For a further description of the relationships between support, confidence, expected confidence, and lift, see Chapter 2, “Using the Association Rules Tool.”
If the minimum support threshold is 20% (8 records out of 38 in the example below), and the default minimum confidence threshold is 50%, the assocgen program generates the set of rules shown in Table A-4.
Table A-4. Rule Generation Example 1
|
|
|
|
|
|
|
|---|---|---|---|---|---|---|
1 | 1 | 30.0000 | 100.00 | 40.00 | Butter | Eggs |
1 | 1 | 40.0000 | 66.67 | 40.00 | Bread | Eggs |
1 | 1 | 20.0000 | 66.67 | 40.00 | Soda | Eggs |
1 | 1 | 20.0000 | 66.67 | 60.00 | Juice | Chips |
1 | 1 | 20.0000 | 66.67 | 60.00 | Beer | Chips |
1 | 1 | 20.0000 | 66.67 | 60.00 | Cookies | Chips |
1 | 1 | 30.0000 | 60.00 | 60.00 | Milk | Chips |
1 | 1 | 40.0000 | 100.00 | 60.00 | Eggs | Bread |
1 | 1 | 30.0000 | 100.00 | 60.00 | Butter | Bread |
1 | 1 | 40.0000 | 80.00 | 60.00 | Milk | Bread |
1 | 1 | 20.0000 | 66.67 | 60.00 | Soda | Bread |
1 | 1 | 30.0000 | 75.00 | 30.00 | Eggs | Butter |
1 | 1 | 20.0000 | 66.67 | 30.00 | Soda | Butter |
1 | 1 | 30.0000 | 50.00 | 30.00 | Bread | Butter |
1 | 1 | 40.0000 | 66.67 | 50.00 | Bread | Milk |
1 | 1 | 20.0000 | 66.67 | 50.00 | Butter | Milk |
1 | 1 | 20.0000 | 66.67 | 50.00 | Cookies | Milk |
1 | 1 | 30.0000 | 50.00 | 50.00 | Chips | Milk |
1 | 1 | 20.0000 | 50.00 | 50.00 | Eggs | Milk |
1 | 1 | 20.0000 | 66.67 | 30.00 | Butter | Soda |
1 | 1 | 20.0000 | 50.00 | 30.00 | Eggs | Soda |
The rules visualizer graphically displays, using the Scatter Visualizer, the rules resulting from the Association Rules Generator.
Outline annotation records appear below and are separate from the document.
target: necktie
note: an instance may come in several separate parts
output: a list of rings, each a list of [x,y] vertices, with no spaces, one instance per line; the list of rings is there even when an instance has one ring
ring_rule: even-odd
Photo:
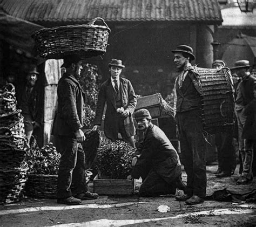
[[[114,90],[117,93],[118,93],[118,85],[117,85],[117,80],[114,80]]]

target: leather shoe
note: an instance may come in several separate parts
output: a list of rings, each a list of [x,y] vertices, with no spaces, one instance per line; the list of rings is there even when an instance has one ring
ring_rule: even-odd
[[[244,176],[241,176],[237,181],[237,184],[250,184],[252,181],[252,180],[253,177],[251,177],[251,179],[248,179],[248,178],[245,177]]]
[[[225,172],[221,172],[218,174],[215,174],[217,177],[226,177],[227,176],[231,176],[231,173],[228,173]]]
[[[177,196],[175,197],[177,201],[186,201],[186,200],[190,198],[192,196],[190,196],[187,194],[183,194],[181,196]]]
[[[86,192],[77,194],[75,197],[81,200],[95,200],[99,197],[99,195],[97,193],[92,193],[89,191],[87,191]]]
[[[195,205],[200,203],[203,203],[204,201],[203,198],[194,195],[190,198],[186,200],[186,203],[188,205]]]
[[[73,196],[69,197],[68,198],[57,198],[57,203],[63,203],[68,205],[78,205],[81,203],[82,200],[79,198],[76,198]]]

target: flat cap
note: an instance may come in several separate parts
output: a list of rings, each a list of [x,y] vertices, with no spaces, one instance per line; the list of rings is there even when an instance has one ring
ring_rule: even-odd
[[[134,113],[134,116],[136,120],[142,120],[143,118],[147,118],[150,120],[152,119],[150,113],[146,109],[140,109]]]

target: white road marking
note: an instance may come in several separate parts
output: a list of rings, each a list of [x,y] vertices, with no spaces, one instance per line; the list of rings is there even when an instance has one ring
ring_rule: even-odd
[[[49,210],[71,210],[73,209],[82,209],[82,208],[99,208],[99,209],[113,208],[115,207],[121,207],[136,205],[139,203],[146,203],[145,202],[130,202],[130,203],[115,203],[115,204],[91,204],[76,205],[73,205],[73,206],[31,207],[29,208],[21,208],[21,209],[17,209],[0,210],[0,215],[9,215],[10,214],[27,213],[29,212],[43,211],[49,211]]]
[[[56,225],[51,225],[51,227],[64,227],[64,226],[118,226],[126,225],[133,225],[135,224],[143,223],[149,222],[155,222],[157,221],[168,220],[175,218],[180,218],[187,217],[189,215],[204,215],[205,216],[213,215],[235,215],[245,214],[253,212],[254,211],[248,209],[241,208],[227,208],[220,209],[211,210],[205,210],[199,212],[189,212],[182,214],[172,217],[158,218],[148,218],[142,219],[124,219],[124,220],[110,220],[108,219],[101,219],[99,220],[92,221],[90,222],[82,222],[79,223],[69,223],[63,224]]]

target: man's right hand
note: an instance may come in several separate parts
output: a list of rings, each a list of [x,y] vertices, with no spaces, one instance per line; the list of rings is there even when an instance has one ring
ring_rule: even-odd
[[[93,131],[96,131],[99,128],[99,125],[95,125],[93,126],[92,127],[92,130]]]
[[[138,161],[138,157],[135,156],[132,160],[132,166],[134,166]]]
[[[85,136],[80,128],[75,132],[75,136],[78,143],[84,142],[85,140]]]

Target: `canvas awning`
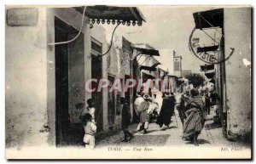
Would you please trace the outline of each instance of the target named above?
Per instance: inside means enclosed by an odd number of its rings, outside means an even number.
[[[200,65],[201,67],[201,71],[207,71],[210,70],[214,70],[214,65]]]
[[[144,65],[141,65],[140,66],[140,69],[141,70],[146,70],[146,71],[156,71],[156,68],[155,66],[144,66]]]
[[[74,7],[76,10],[83,14],[84,7]],[[136,7],[116,7],[116,6],[87,6],[85,15],[90,19],[90,22],[123,25],[142,25],[146,21],[144,16]]]
[[[217,51],[218,46],[209,46],[209,47],[203,47],[203,48],[197,48],[197,53],[205,53],[210,51]]]
[[[142,72],[143,75],[143,79],[147,80],[147,79],[154,79],[155,77],[152,75],[150,75],[149,73],[146,72],[146,71],[143,71]]]
[[[193,14],[196,29],[220,27],[224,25],[224,9],[212,9]]]
[[[143,48],[134,48],[137,49],[141,54],[147,54],[149,56],[160,56],[159,51],[155,49],[148,49]]]

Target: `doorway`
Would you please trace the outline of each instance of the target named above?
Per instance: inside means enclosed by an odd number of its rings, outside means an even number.
[[[79,33],[55,18],[55,42],[67,41]],[[73,42],[55,46],[55,137],[56,145],[77,144],[82,139],[75,106],[84,101],[84,34]]]
[[[95,88],[95,91],[91,93],[91,98],[95,103],[95,120],[97,124],[97,132],[99,132],[103,130],[102,91],[102,89],[97,91],[99,82],[102,77],[102,59],[100,56],[102,53],[102,44],[91,37],[90,50],[91,78],[96,79],[97,82],[92,83],[92,88]]]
The rules visualization requires:
A configuration file, which specifies various display parameters (the .schema file)
A rules file in the internally required format (the .rules file)
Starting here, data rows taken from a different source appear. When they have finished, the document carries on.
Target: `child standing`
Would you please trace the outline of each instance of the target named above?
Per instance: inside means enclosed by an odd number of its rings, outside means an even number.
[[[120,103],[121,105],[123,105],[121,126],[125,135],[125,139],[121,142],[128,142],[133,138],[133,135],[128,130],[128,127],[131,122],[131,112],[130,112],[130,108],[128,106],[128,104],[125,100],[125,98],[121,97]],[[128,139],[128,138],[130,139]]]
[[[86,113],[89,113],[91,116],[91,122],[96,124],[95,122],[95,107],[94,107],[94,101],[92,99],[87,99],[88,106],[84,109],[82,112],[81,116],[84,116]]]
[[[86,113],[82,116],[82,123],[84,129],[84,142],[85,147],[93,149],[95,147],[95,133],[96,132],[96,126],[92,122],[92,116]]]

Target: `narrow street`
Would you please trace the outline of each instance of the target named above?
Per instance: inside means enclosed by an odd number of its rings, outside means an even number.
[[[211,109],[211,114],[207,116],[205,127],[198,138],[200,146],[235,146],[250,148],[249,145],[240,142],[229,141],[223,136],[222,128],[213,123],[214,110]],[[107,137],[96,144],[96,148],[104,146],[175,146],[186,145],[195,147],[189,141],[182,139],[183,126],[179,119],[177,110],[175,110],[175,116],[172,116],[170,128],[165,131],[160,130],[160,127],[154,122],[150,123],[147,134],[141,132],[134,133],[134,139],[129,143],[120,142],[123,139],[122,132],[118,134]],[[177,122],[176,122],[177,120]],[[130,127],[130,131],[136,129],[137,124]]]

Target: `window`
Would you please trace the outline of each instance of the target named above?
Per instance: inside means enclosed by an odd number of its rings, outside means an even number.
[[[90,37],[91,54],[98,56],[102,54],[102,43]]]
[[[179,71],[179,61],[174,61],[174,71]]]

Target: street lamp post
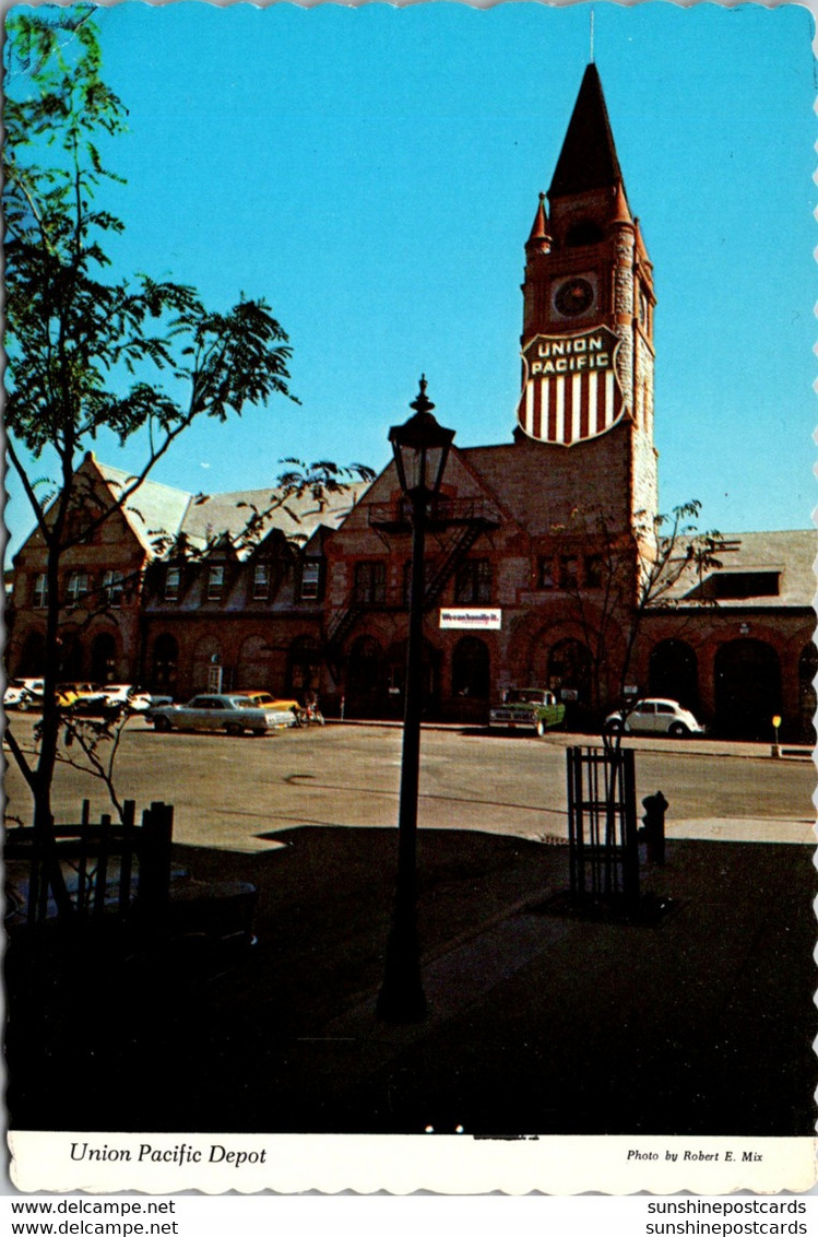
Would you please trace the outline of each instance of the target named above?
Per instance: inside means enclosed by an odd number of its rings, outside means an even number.
[[[423,711],[424,549],[429,510],[440,492],[449,448],[455,437],[453,429],[444,429],[431,414],[435,406],[426,398],[425,376],[420,379],[420,392],[409,407],[415,409],[414,417],[389,430],[398,480],[409,503],[411,574],[398,809],[398,882],[383,986],[376,1007],[377,1016],[384,1022],[420,1022],[426,1013],[426,997],[420,981],[415,857]]]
The rules generated by assocgen can be loaded into MineSet as a flat file for further analysis and visualization. You can use the Scatter Visualizer, for example, to visualize the rules in the same way that the Tool Manager is used to visualize rules generated from tabular data.
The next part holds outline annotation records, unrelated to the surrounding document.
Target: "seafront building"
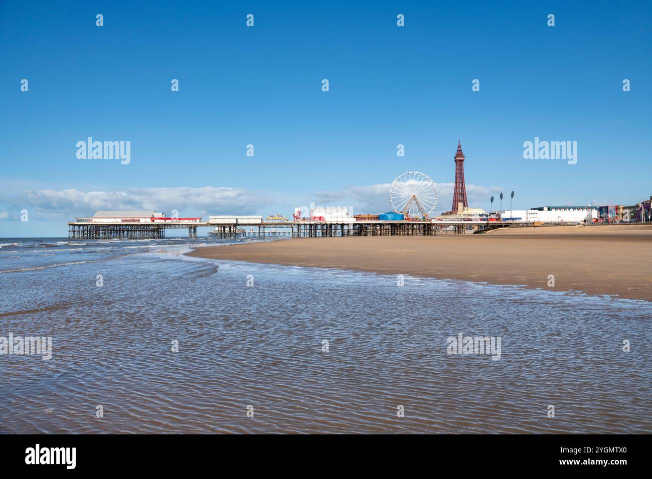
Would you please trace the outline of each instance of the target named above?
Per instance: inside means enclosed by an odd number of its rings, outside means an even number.
[[[516,223],[593,223],[598,210],[592,207],[541,207],[498,212],[501,221]]]

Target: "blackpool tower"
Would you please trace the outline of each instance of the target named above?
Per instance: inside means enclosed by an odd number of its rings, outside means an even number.
[[[451,212],[454,214],[458,211],[459,203],[469,207],[466,201],[466,187],[464,186],[464,154],[462,152],[462,143],[457,142],[457,152],[455,153],[455,190],[452,194],[452,207]]]

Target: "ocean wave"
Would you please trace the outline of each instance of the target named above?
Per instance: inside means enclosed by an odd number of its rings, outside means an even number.
[[[67,263],[58,263],[55,265],[46,265],[45,266],[29,266],[25,268],[12,268],[12,269],[0,270],[0,273],[15,273],[19,271],[35,271],[39,269],[47,269],[48,268],[58,268],[60,266],[83,265],[86,263],[88,263],[88,261],[68,261]]]

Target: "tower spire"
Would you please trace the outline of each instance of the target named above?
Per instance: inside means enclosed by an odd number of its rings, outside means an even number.
[[[462,151],[462,141],[457,141],[457,152],[455,153],[455,188],[452,194],[452,206],[451,213],[456,213],[459,210],[460,203],[463,207],[469,207],[466,199],[466,185],[464,184],[464,153]]]

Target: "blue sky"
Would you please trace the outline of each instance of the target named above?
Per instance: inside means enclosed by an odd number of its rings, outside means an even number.
[[[0,1],[0,237],[114,208],[377,213],[408,171],[446,210],[458,138],[471,206],[652,195],[649,3],[350,3]],[[130,163],[78,159],[88,136]],[[577,164],[524,159],[535,137]]]

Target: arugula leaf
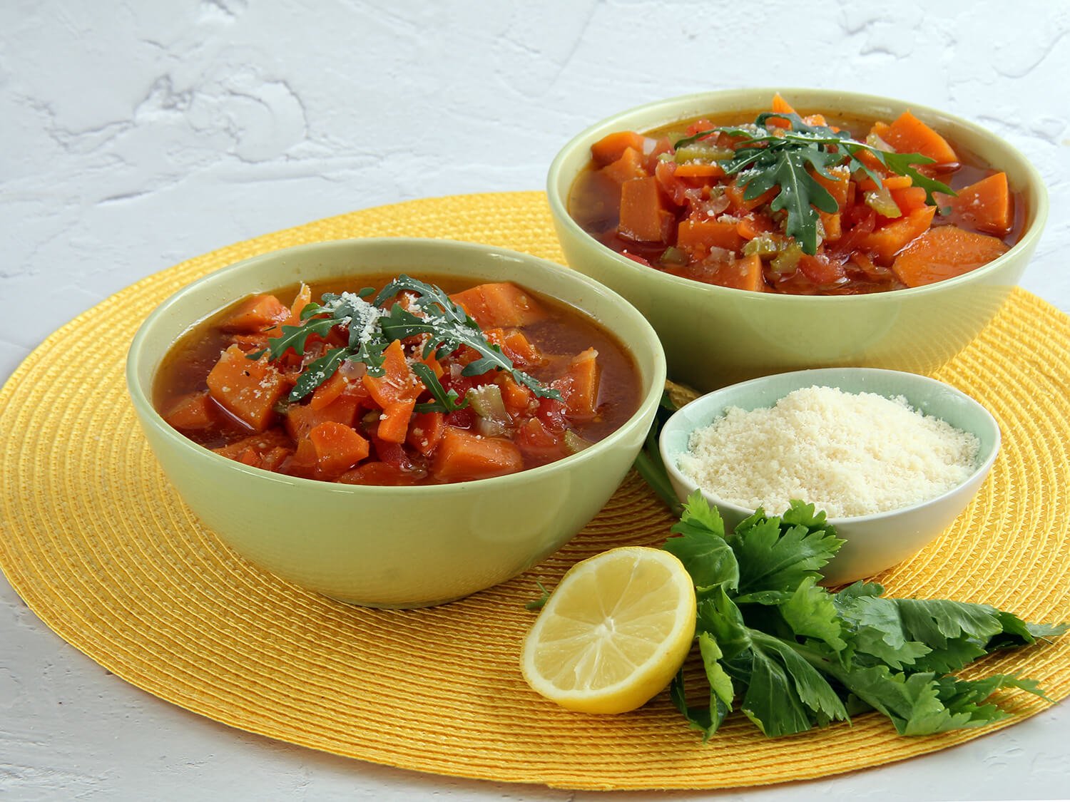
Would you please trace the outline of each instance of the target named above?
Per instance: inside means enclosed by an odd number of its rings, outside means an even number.
[[[331,349],[319,359],[314,359],[308,364],[308,367],[297,376],[296,384],[293,385],[293,389],[290,390],[288,397],[289,401],[300,401],[309,392],[315,390],[321,384],[323,384],[327,379],[334,375],[334,372],[338,370],[346,358],[350,356],[352,352],[348,348],[337,348]]]
[[[784,120],[788,128],[769,127],[770,119]],[[882,165],[900,175],[910,175],[915,185],[926,190],[926,202],[934,204],[933,192],[954,195],[946,184],[932,179],[915,167],[932,164],[933,159],[920,153],[896,153],[859,142],[842,130],[832,130],[827,125],[809,125],[796,113],[764,112],[759,114],[753,125],[720,126],[700,130],[679,139],[675,150],[686,148],[696,141],[717,134],[725,134],[738,139],[735,155],[719,164],[725,175],[735,175],[737,184],[744,188],[744,198],[754,200],[764,192],[779,187],[769,207],[788,213],[784,233],[795,237],[806,253],[817,251],[816,210],[826,213],[838,211],[836,199],[819,183],[808,167],[827,179],[828,169],[845,165],[852,172],[863,171],[883,186],[881,176],[859,160],[858,153],[872,154]]]
[[[400,304],[395,304],[389,311],[380,308],[381,304],[401,292],[416,296],[412,306],[422,315],[402,308]],[[487,340],[479,325],[441,288],[401,275],[387,282],[376,295],[373,303],[365,300],[372,294],[374,289],[370,287],[356,293],[324,293],[323,304],[309,303],[302,310],[301,325],[284,325],[279,337],[268,340],[266,349],[249,354],[248,357],[258,359],[268,353],[270,359],[279,359],[290,349],[299,356],[304,356],[311,335],[325,338],[336,326],[347,329],[349,335],[346,345],[332,349],[305,366],[288,396],[289,401],[295,402],[327,381],[347,360],[363,363],[370,375],[382,375],[383,354],[391,342],[422,336],[425,338],[424,357],[434,353],[437,357],[443,358],[462,345],[478,352],[480,358],[465,365],[462,375],[504,370],[536,396],[561,400],[557,390],[516,368],[498,345]],[[417,363],[413,365],[413,371],[433,399],[418,404],[416,412],[454,412],[468,405],[468,401],[461,400],[456,391],[447,392],[426,365]]]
To visualize rules, you need a MineSet .schema file corresponding to the .rules file you just created. An example .schema file can be found in /usr/lib/MineSet/assocgen/examples/rules.schema. Edit this file to specify the name of the file containing the rules. Once you've done this, you can load the .schema file into MineSet as a flat file. The .schema file describes the columns in the rules file:
MineSet 2.6
# Example schema for loading rules into MineSet
input {
options backslash on;
file “assoc.rules.data”;
int `lhs size`;
int `rhs size`;
float support;
float confidence;
float `expected confidence`;
string LHS;
string RHS;
}
|
Change the name of the file in the file clause to your rules file. Once you load the data into MineSet, it may be useful to add a column `lift`, of type double, with the expression `confidence`/`expected confidence`.
The rules file is generated by the Association Rules Generator (see “Association Rules Generator”).